Cuando el Mesías señaló al horizonte con ese dedo suyo tan lúcido y afilado, con los ojos azules casi opacos y una inmaculada sonrisa que se desplegaba por el rostro con toda su sabiduría desparramándose, hacia el horizonte que en ese justo momento escondía ya medio sol anaranjado bajo su línea de relieve, y dijo de pronto: «Marchad hacia el horizonte y repoblad esta tierra apestada de tinieblas, pues llegará el día en que el sol marchará de nuevo sobre el mundo y los Justos lo gobernaréis» los apóstoles nos miramos los unos a los otros desconcertados. No teníamos valor para mirarle a Él.

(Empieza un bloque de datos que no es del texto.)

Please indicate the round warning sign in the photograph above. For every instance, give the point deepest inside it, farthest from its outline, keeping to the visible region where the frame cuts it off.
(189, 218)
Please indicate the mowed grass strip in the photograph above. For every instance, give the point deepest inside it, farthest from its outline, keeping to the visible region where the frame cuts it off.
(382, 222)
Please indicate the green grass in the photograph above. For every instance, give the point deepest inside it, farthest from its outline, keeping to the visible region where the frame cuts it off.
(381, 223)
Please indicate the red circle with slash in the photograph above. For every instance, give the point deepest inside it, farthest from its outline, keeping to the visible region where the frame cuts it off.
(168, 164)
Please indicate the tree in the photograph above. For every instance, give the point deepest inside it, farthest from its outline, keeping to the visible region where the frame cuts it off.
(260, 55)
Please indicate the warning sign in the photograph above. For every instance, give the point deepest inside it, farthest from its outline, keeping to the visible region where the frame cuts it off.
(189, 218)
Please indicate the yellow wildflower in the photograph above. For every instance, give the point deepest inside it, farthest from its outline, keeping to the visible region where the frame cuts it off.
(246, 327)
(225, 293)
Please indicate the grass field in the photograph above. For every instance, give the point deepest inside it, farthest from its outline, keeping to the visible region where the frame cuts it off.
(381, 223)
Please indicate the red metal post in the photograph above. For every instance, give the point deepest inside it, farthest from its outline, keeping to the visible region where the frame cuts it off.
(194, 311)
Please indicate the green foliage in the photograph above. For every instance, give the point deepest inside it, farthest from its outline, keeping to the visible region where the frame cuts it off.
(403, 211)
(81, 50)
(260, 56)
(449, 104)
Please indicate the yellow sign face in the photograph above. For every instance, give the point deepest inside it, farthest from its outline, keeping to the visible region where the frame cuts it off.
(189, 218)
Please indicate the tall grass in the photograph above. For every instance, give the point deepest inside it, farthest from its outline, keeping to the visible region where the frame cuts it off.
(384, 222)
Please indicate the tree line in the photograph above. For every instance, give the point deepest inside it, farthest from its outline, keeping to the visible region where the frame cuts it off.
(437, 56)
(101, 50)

«Pero Señor, somos sólo doce hombres…», dije yo, valiéndome de haber sido el primero de entre sus escogidos para hablar en nombre de todos. «Ni uno más, ni uno menos, doce hombres…Bueno…» rectifiqué en seguida, tras un rápido balbuceo «trece si te contamos a ti».
«Así sea» dijo el Mesías simplemente.
El Mesías nunca se equivoca. Creemos en el Mesías. Su palabra es Ley. No sabemos si fue acaso gracias al misterio de los impares, pero nueve meses después el Mesías comenzó a parir bebés como si fuese una tragaperras hackeada. Unos bebés lindísimos, de todas las razas, sexos y religiones.